A drawback of the first mandate as opposed to delineating extensions of rights in the proposal itself is that the congress could potentially do nothing to extend rights to children.  It is presumed in such a case, that the parents of children would see fit to claim their children as, if not property, then still as some part of their own pursuit of happiness and demand protection for them as such.  This would leave defenseless the orphans or children without parents or guardians, and all manner of horrors could befall them.  The worse outcome being that some collective or individual of personal power could gather up and by any cruel means condition those defenseless orphans to be willing to be enslaved by that collective or individual even after their attainment of rights at the age of 18.  It is, by this proposal, the responsibility of congress to impose such extensions of rights as are necessary to prevent the creation of such individuals that desire enslavement, or otherwise desire to be a means onto others.
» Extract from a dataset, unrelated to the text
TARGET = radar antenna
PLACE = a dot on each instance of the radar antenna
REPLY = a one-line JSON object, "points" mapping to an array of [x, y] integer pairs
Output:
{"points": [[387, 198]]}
The first mandate could conceivably be perceived to permit Congress to extend these rights to non-citizens.  However, the proposed amendment specifically grants these rights to all humans above the age of 18, and does not exclude non-citizens nor citizens of foreign nations.  Thus under this proposal, a foreign individual living in a foreign country has the same basic rights as any citizen of the United States, however this does not prevent a reasonable lack of accommodation on behalf of the United States to these rights of foreign individuals.  For instance, if a foreign man is accused of the murder of a another foreign man in a foreign nation, there is no reason for the United States to grant the accused the right to a trial by jury in that foreign nation.  However, if the foreign man accused of such a murder were to flee to the United States, then the United States may, unless otherwise conflicting with a treaty, put the man on trail for the act.  Insofar as foreign enemies to the United States, it may well be reasonable to deem all of the citizens or at least all of the military of a foreign nation to be a credible threat to the right to life of Citizens of the United States or another country, at which time those foreign citizens may be exposed to consequences up to and including revocation of the right to life.  In other words, the United States will still be fully capable of waging war to defend itself despite the extension of these rights to foreign citizens.  However, such war will be challengable on the grounds of constitutionality in the courts of the United States, such that the individuals of the United States, or conceivably even individuals of the enemy nation that come to the United States in peace may employ their reasoning faculties in the attempt to bring about an end or some modification to the conflict.